Must we move all children into a sealed, air-conditioned vault so that they won't face anything that might be dangerous? Perhaps all buildings over ten feet high should also be banned — a child might fall out the window. Or all vegetation.
Must the great mass of people suffer just because one person has a problem — and often a lawyer, or one waiting in the wings? Let us hope that the people of Milford in the future demand that their rights be given some attention.
Mr. [Philip] Howard put it eloquently in op-ed he wrote on this idiotic situation for the New York Times ("A Tree Falls in Connecticut," July 30th):
"Running a society requires the ability to make choices based on an honest assessment of the tradeoffs in each case, often balancing an individual's predicament against the common good....legal threats put a thumb on the scale and drive decisions toward the lowest common denominator."
I do urge you to read Mr.
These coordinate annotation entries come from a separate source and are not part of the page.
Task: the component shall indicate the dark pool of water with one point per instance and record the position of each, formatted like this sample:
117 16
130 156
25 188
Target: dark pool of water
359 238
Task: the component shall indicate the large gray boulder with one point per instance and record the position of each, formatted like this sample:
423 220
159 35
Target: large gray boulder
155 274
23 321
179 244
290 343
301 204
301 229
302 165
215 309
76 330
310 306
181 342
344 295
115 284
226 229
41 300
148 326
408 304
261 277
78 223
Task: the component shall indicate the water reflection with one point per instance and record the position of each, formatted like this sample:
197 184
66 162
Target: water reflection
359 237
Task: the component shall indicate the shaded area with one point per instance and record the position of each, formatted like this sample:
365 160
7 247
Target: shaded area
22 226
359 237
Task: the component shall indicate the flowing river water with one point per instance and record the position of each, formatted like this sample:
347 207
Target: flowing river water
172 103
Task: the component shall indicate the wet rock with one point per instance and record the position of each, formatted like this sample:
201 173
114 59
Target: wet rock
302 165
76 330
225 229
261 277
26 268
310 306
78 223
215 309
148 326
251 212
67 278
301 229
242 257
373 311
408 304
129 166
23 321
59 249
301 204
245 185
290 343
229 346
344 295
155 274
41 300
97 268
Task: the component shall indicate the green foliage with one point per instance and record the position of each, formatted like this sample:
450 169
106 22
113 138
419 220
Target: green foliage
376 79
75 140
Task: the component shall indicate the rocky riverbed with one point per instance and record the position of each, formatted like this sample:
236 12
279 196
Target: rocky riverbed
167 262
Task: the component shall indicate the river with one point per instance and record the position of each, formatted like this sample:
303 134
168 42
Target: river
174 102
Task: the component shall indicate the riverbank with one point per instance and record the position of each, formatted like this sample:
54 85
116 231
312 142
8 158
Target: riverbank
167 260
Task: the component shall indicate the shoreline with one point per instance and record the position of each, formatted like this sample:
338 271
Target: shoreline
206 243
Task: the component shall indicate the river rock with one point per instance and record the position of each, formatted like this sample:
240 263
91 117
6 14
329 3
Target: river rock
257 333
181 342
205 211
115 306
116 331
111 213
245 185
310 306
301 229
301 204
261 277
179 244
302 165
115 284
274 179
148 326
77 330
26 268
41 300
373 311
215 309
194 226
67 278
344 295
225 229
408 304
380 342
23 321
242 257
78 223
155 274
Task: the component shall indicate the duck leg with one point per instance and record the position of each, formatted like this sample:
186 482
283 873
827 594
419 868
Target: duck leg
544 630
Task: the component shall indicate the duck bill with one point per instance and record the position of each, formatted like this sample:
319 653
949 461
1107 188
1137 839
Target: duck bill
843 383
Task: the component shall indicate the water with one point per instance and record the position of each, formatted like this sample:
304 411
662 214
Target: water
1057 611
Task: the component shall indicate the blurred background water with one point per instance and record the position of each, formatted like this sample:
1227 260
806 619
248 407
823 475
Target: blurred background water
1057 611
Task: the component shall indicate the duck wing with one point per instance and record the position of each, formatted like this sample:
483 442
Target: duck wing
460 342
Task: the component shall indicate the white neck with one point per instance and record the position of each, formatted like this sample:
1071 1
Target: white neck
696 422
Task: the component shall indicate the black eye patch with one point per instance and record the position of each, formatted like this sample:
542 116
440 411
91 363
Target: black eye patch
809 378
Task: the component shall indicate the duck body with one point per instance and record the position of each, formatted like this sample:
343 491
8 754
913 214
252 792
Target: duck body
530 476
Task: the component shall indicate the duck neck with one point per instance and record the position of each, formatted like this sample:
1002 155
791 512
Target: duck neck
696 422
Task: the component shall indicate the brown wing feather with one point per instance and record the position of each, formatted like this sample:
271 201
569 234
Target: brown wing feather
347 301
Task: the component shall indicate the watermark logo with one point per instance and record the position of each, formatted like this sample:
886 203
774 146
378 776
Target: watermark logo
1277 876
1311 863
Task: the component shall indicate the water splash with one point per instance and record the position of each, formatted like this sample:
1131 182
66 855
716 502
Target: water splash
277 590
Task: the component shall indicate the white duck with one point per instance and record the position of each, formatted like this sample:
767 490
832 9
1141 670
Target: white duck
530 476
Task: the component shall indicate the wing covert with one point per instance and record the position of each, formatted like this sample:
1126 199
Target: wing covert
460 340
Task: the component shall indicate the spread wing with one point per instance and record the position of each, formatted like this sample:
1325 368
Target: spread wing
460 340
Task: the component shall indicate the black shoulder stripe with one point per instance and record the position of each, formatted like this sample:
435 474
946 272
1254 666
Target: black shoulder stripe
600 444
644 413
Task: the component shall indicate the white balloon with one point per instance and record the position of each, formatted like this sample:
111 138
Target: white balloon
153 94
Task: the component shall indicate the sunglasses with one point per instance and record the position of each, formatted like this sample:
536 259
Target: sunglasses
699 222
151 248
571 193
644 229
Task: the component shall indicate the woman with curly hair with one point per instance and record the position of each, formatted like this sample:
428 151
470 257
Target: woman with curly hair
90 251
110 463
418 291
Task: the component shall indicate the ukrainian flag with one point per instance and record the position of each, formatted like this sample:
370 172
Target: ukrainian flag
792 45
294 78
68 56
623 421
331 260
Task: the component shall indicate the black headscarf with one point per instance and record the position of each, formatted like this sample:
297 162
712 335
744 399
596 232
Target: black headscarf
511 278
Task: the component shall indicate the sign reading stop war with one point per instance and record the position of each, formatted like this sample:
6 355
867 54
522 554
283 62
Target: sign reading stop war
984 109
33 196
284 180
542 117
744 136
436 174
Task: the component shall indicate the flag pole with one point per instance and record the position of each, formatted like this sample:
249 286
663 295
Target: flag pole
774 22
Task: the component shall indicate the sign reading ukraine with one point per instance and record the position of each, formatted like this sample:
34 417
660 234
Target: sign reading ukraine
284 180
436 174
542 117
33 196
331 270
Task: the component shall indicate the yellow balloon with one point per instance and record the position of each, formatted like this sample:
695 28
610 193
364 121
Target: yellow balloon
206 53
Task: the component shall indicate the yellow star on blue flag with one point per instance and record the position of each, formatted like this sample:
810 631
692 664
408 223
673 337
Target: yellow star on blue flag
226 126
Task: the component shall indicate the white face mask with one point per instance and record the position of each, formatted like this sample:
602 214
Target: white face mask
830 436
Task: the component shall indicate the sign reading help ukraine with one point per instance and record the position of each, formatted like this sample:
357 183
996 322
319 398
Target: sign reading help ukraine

Howard's editorial by following the link above, as it contains a good deal more information and is better written than this bit I've quoted from The Providence Journal. I should also note that Howard is a lawyer. It goes without saying that I find this affair sickening. Three mature trees were murdered because one child's parents and guardians were unwilling to take full responsibility for its welfare. I must wonder if Milford supermarkets will now stop carrying peanut putter and dried almonds, since, after all this child will be risking its life by entering nut-tainted markets. Will the child's school now demand that no student may bring a peanut butter and jelly sandwich for lunch, since Glennon's grandchild might conceivably come into contact with such a deadly sandwich? If you think these questions are absurd, read Howard's op-ed for some equally bizarre and real-world examples of the lengths that some cities have already gone to in an effort to avoid frivolous lawsuits and convert the world into a great every-child-safe environment.